Using a previous ChIP-on-chip dataset (in which only promoters within 1 kb were probed), in human islets for cross-reference19, we found 88 unique gene targets of HNF4A in common (Supplementary Fig. 2A and Data S1) and 11 unique gene targets of HNF1A in common (Supplementary Fig. 2B and Data S2) with our own human islet ChIP-Seq data. The small degree of overlap in both datasets is most likely attributed to the limited genomic regions represented on the microarray19, variability in human islet samples and differences in antibodies used. Given the lack of HNF4A or HNF1A ChIP-Seq datasets in human islets, we therefore report the most recent HNF4A- and HNF1A-bound genome-wide ChIP targets in human islets to date.

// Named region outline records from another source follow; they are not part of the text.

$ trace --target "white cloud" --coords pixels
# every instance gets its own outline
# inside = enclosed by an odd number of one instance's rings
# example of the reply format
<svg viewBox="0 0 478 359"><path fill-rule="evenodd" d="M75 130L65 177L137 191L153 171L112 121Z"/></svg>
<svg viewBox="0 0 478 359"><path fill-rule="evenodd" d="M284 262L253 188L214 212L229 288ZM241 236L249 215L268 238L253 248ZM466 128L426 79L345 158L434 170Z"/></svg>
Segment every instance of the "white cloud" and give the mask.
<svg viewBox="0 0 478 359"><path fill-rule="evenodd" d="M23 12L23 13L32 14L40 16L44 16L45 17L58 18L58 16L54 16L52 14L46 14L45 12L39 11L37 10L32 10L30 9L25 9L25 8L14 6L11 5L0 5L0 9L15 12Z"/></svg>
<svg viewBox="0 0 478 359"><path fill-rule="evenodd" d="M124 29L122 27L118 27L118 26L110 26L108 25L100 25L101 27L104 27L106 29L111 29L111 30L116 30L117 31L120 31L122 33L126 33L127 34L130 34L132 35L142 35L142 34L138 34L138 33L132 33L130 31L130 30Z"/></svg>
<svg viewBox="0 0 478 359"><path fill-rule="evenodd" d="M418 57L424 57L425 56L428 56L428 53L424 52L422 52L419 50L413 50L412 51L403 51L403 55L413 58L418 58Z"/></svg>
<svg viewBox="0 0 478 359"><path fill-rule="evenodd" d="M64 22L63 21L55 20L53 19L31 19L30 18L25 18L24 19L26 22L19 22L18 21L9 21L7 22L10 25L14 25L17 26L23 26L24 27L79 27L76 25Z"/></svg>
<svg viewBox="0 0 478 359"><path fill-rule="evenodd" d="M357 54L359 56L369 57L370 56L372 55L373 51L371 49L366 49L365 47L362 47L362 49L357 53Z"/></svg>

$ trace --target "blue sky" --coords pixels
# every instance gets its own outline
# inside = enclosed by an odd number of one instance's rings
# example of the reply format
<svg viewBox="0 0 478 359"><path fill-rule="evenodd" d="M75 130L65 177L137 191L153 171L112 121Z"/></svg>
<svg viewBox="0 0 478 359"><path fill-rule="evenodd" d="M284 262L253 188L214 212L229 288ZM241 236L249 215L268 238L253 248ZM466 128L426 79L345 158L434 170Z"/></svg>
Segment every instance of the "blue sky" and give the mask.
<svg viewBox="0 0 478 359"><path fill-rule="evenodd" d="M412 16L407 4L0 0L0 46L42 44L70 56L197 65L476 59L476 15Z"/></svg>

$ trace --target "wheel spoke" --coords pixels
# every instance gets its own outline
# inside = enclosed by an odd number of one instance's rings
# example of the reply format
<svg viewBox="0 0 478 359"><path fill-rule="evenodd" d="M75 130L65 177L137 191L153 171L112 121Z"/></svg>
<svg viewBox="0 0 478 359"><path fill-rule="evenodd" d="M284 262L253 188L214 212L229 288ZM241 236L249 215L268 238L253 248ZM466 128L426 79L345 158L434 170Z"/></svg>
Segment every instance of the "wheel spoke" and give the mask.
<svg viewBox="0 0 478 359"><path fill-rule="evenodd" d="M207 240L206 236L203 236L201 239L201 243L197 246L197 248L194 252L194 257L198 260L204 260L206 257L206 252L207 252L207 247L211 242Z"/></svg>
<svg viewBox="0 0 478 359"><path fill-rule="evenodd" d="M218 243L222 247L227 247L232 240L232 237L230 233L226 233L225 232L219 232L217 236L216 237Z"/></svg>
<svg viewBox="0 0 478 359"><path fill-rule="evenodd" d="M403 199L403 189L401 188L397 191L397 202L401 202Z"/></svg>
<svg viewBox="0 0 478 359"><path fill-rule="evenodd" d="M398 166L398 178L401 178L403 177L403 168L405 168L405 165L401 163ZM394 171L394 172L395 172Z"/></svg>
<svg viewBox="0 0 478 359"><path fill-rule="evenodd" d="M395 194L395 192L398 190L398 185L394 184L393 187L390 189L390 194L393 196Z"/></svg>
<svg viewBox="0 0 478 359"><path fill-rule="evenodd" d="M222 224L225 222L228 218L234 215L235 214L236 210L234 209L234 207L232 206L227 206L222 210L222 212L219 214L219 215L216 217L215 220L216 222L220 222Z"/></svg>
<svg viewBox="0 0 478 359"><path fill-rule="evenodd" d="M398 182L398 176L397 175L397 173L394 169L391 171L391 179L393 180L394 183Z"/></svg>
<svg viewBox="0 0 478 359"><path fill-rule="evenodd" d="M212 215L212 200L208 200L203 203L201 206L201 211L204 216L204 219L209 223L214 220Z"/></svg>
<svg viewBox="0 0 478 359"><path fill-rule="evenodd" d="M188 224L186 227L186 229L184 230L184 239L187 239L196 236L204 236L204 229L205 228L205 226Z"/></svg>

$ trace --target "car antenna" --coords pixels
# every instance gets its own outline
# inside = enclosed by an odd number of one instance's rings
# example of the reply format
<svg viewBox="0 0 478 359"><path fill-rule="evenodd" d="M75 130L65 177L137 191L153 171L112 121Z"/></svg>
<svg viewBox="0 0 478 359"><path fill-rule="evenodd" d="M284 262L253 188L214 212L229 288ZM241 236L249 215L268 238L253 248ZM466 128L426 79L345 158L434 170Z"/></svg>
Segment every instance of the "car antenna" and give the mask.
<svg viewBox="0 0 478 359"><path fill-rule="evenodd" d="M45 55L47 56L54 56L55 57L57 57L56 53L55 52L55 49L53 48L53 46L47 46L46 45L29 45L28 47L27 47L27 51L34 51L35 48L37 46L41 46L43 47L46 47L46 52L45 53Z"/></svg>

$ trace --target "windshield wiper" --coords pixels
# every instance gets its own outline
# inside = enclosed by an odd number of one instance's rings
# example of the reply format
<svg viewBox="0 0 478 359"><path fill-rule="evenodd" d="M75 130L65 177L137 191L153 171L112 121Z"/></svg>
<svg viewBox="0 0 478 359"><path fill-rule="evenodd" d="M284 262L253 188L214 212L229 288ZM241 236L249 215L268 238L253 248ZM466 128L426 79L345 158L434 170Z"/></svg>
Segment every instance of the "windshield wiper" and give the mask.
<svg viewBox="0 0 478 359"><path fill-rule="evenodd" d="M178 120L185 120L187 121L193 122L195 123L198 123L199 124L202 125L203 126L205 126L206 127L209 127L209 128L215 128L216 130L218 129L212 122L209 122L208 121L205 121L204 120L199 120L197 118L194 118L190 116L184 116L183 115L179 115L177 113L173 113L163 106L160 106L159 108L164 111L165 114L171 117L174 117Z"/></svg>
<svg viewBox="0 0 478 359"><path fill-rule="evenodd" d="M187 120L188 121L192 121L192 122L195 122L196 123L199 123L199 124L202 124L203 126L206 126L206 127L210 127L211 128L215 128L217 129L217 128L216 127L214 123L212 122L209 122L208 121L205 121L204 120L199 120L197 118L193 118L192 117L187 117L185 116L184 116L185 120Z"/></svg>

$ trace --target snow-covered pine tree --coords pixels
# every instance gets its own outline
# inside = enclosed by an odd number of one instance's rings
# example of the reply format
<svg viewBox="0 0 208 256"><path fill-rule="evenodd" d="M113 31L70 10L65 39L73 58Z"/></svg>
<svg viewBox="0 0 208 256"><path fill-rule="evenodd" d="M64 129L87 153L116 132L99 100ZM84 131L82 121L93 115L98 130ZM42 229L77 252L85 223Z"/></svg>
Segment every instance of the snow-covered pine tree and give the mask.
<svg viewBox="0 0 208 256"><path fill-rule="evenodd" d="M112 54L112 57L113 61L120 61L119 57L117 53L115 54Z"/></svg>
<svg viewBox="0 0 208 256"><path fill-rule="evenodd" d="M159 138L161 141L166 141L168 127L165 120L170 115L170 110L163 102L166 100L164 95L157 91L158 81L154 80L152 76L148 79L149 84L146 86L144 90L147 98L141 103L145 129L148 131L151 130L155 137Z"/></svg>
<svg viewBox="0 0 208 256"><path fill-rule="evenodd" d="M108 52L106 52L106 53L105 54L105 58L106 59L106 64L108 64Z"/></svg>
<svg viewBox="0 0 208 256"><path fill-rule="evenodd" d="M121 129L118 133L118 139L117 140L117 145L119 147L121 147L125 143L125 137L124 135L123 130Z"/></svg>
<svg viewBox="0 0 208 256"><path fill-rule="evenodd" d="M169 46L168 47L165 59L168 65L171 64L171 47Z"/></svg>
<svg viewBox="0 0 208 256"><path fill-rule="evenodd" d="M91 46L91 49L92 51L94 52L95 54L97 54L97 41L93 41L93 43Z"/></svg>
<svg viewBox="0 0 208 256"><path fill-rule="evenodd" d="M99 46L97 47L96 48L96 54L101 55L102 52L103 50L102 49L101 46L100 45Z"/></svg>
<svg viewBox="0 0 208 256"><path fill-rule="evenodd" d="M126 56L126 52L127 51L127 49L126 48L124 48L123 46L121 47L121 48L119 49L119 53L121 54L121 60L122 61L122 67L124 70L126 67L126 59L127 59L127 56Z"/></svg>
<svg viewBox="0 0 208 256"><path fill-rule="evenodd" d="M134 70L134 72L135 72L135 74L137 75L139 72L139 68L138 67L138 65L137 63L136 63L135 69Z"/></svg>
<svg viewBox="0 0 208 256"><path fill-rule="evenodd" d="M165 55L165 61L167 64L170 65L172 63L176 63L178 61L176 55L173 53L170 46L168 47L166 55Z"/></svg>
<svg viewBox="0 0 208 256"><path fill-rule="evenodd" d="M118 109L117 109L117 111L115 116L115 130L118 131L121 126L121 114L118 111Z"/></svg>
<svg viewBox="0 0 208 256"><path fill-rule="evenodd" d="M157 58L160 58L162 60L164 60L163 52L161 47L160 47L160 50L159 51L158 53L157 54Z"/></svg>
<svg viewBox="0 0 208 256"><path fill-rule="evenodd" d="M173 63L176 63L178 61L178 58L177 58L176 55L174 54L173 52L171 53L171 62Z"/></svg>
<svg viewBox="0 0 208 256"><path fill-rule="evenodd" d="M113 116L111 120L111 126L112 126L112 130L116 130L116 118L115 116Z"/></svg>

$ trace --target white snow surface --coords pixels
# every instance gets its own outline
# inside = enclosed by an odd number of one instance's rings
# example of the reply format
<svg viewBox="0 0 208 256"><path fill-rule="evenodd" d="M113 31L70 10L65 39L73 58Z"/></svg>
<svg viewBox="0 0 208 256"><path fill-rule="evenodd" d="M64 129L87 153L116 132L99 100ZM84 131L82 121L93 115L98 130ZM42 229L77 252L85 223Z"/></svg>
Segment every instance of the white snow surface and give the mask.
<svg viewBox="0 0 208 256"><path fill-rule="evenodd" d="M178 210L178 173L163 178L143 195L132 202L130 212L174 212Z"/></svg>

As HNF4A is also a central regulator of hepatocyte differentiation, we set out to define HNF4A targets in hepatic cells in two different cell models, (1) during early hepatic differentiation from hPSCs (in D8 Hep) when HNF4A is highly expressed, and (2) at the hepatocyte stage (in HepG2 cells). The number of ChIP peaks identified in the D8 hepatoblasts (n = 16,697) is far greater than that observed in HepG2 (n = 2824), which represents mature hepatocytes (Fig. 1e). This may be expected given that HNF4A expression peaks during the early progenitor stage and is decreased at the end in the hepatocyte-like cells14, suggesting that HNF4A plays a major role in governing the transcriptional network early on during hepatic development. In comparison to a previous ChIP-Seq study of HNF4A in hiPSC-derived hepatic progenitor cells20, we identified a subset of common gene targets in our D8 Hep ChIP-Seq dataset that may play a role in early hepatic specification (Supplementary Fig. 2C and Data S1). Several of these included APOA2, APOB, F7, N4BP2L1, SFRP5 and SLC35D1, genes which were highlighted by the authors to be responsible for hepatic cell fate transition20.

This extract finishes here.